Taking Control of Chronic Pain

Written by: Jennifer

For many people with chronic conditions, living with pain and physical discomfort has become a way of life. 

Indeed, chronic pain is now one of the most common problems plaguing Americans, with 1 in 3 adults affected by it. With chronic pain, living a full and active life may seem out of reach.  But it doesn’t have to be this way! On the contrary, it is possible to improve both your level of functioning and quality of life while reducing your chronic pain symptoms. The key, like many things in life, is to have the right skills, support, and direction. This guide will show you how. 

The Cycle of Chronic Pain 

When someone suffers from chronic pain, what happens is that their overall activity level diminishes and their muscles becomes weak and deconditioned, to the point that maybe even the slightest activity hurts. On top of that, pain often leads to feelings of anxiety, frustration, sadness, or stressfulness—emotions that further exacerbates the sensation of pain. 

Chronic Pain Cycles Chart

Endorphins: The Natural Painkiller 

The good news in all of this is that you do not need to be helpless in your pain. This is because your brain plays a big role in chronic pain–it acts as the gatekeeper with the ability to transmit as well as block pain. What does this mean for you? It means that your mindset–what you think and how you feel–makes a huge difference in the degree of physical pain that you perceive. 
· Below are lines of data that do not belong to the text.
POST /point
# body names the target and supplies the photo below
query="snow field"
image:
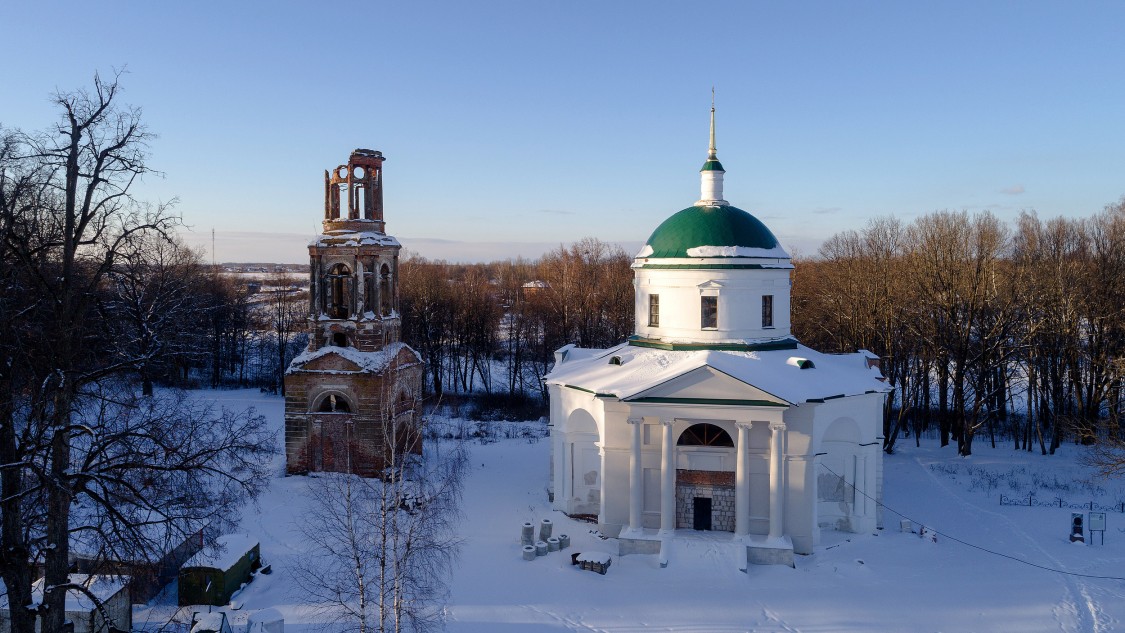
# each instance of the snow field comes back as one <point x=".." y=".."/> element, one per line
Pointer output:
<point x="888" y="580"/>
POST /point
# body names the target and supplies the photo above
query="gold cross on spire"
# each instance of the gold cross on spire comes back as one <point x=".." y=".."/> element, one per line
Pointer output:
<point x="711" y="151"/>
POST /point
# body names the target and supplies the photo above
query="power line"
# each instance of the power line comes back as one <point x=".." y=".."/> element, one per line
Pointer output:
<point x="884" y="506"/>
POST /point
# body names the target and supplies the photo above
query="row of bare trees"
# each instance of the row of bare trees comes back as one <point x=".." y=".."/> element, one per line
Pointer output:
<point x="93" y="290"/>
<point x="1017" y="332"/>
<point x="470" y="322"/>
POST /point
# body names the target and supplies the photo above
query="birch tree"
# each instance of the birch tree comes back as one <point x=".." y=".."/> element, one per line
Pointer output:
<point x="74" y="441"/>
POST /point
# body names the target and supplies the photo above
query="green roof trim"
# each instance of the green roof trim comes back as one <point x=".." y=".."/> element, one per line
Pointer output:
<point x="709" y="401"/>
<point x="705" y="267"/>
<point x="783" y="344"/>
<point x="596" y="395"/>
<point x="709" y="226"/>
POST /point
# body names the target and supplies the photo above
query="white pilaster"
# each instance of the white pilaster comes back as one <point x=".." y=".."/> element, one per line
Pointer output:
<point x="601" y="482"/>
<point x="743" y="481"/>
<point x="667" y="480"/>
<point x="776" y="487"/>
<point x="635" y="476"/>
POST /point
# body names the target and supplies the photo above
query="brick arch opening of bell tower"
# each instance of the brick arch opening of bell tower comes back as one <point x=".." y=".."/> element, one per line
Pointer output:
<point x="361" y="182"/>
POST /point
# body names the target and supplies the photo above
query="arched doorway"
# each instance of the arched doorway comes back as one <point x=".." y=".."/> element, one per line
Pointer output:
<point x="583" y="464"/>
<point x="705" y="478"/>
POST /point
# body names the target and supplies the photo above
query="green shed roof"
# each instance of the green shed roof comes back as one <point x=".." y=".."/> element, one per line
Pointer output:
<point x="709" y="226"/>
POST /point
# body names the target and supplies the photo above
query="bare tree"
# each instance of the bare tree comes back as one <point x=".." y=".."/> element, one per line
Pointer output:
<point x="383" y="549"/>
<point x="285" y="314"/>
<point x="74" y="441"/>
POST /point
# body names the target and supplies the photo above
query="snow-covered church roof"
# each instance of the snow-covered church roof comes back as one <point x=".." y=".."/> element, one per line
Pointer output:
<point x="775" y="377"/>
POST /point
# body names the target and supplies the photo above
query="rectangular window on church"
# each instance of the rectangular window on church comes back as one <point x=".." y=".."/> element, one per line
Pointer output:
<point x="709" y="313"/>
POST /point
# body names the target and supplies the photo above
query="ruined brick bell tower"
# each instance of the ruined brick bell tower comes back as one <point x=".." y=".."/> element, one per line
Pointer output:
<point x="350" y="396"/>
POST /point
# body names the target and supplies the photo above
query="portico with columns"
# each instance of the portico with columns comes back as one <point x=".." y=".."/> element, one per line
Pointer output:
<point x="712" y="417"/>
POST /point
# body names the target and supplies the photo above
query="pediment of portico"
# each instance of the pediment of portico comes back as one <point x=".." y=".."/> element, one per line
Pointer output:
<point x="707" y="386"/>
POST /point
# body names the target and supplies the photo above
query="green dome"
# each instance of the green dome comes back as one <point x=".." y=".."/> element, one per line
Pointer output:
<point x="710" y="226"/>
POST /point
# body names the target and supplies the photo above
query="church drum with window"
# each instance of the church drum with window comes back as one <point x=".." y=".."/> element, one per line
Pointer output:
<point x="712" y="416"/>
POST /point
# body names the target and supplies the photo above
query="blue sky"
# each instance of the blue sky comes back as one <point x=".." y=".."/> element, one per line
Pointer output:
<point x="511" y="127"/>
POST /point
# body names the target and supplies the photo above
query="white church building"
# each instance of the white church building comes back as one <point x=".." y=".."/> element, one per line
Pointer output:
<point x="712" y="416"/>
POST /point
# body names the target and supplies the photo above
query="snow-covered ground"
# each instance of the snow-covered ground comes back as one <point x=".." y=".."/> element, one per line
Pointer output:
<point x="888" y="580"/>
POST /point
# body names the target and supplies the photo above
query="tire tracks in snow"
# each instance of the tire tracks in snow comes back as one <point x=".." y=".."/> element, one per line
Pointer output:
<point x="1088" y="614"/>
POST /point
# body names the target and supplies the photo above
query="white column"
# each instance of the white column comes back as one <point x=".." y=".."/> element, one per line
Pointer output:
<point x="776" y="489"/>
<point x="743" y="481"/>
<point x="667" y="480"/>
<point x="601" y="482"/>
<point x="635" y="476"/>
<point x="870" y="482"/>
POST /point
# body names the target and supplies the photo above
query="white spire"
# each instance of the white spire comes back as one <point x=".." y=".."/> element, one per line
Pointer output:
<point x="711" y="174"/>
<point x="711" y="155"/>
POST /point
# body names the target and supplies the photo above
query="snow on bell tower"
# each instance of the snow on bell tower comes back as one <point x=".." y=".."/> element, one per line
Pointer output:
<point x="350" y="396"/>
<point x="354" y="264"/>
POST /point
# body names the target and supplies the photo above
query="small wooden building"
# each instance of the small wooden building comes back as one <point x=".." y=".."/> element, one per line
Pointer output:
<point x="110" y="590"/>
<point x="212" y="577"/>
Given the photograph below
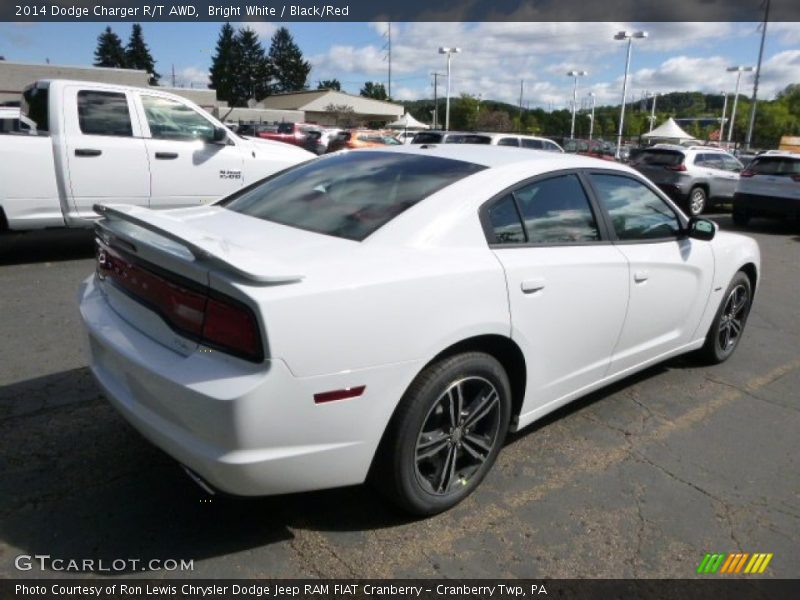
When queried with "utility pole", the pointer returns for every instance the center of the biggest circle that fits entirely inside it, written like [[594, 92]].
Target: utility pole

Why is this? Your brain has the remarkable ability to secrete natural painkillers (called endorphins) that work very similarly to the pain medications you might take in the form of a pill. One of the keys to effectively controlling chronic pain symptoms, therefore, is to take advantage of this process by incorporating certain activities into your day that encourage the release of endorphins. How can you do this? With the Chronic Pain Toolbox! 

The Chronic Pain Toolbox 

#1 Accept…and Move On 

This is the first step in effectively self-managing your chronic pain. To be clear–acceptance is not about giving up. It is about acknowledging that something is there and that you have the willingness and determination to take control of it. Once you acknowledge your chronic condition, don’t stay in the same spot; rather, be encouraged to take the next step… 

#2 Choose to Take Control 

Ask yourself: Are you currently taking control over your chronic pain or are you just coping? To cope means that your days are left to chance—some days are “good” and some are “bad.” In contrast, to take control is to take a proactive stance to carry out positive, planned actions (such as the ones below) that reduce the ‘luck’ element, so that you can be free to live your life…every day. 

#3 Prioritize & Plan 

Prioritizing and planning your days is an essential tool. Take a moment to consider what things are important in your life and remind yourself that it doesn’t need to be done all at once. Write down the things that you would like to do, and then choose the ones that are more important to you at that moment. Remind yourself to stay flexible. By setting priorities, you will have a starting point to lead you back into a more active life. 

#4 Action Plan Your Way to Success 

You may have the motivation to turn over a new leaf by doing all the things that you have been wanting to do, but resist the urge to jump in. Instead, use the Action Planning technique that you learned at the beginning of this program to set goals that are within your current power to reach. With larger goals, break them down into several manageable action plans. This strategy not only helps prevent fatigue and setback, but you will be able to look back and feel good about the progress you have made. 

#5 Track Your Progress 

Keeping a record of your day to day progress is the most effective way to truly see how far you have come. Our tendency is to underestimate our accomplishments–especially when we are taking small, steady steps. This can lead to frustration and discouragement. By recognizing and acknowledging the successes you have achieved, you can continue to build on them. 

#6 Release Those Endorphins! 

Exercise, stress management, and relaxation techniques are the three big triggers for endorphin release, which means that incorporating them into your days is a huge component of controlling chronic pain. You may have already learned and tried many of these techniques during this program. If so, be encouraged to continue doing them! The more you practice them, the more benefit you will find you can derive from them. 

#7 See the Big Picture 

As you incorporate the above tools into your days, you will see that pain does not need to be the center of life. By choosing to focus on your abilities, not your disabilities, you will grow stronger in your belief that you can live a full life despite having chronic pain. Remember, take things one day at a time. You’ll get there! 

#8 Reach Out to Others 

Once you have begun to find ways to manage your chronic pain, reach out and share what you know. Living with chronic pain is an ongoing learning experience. Being a successful self-manager means being open to giving and getting support from others.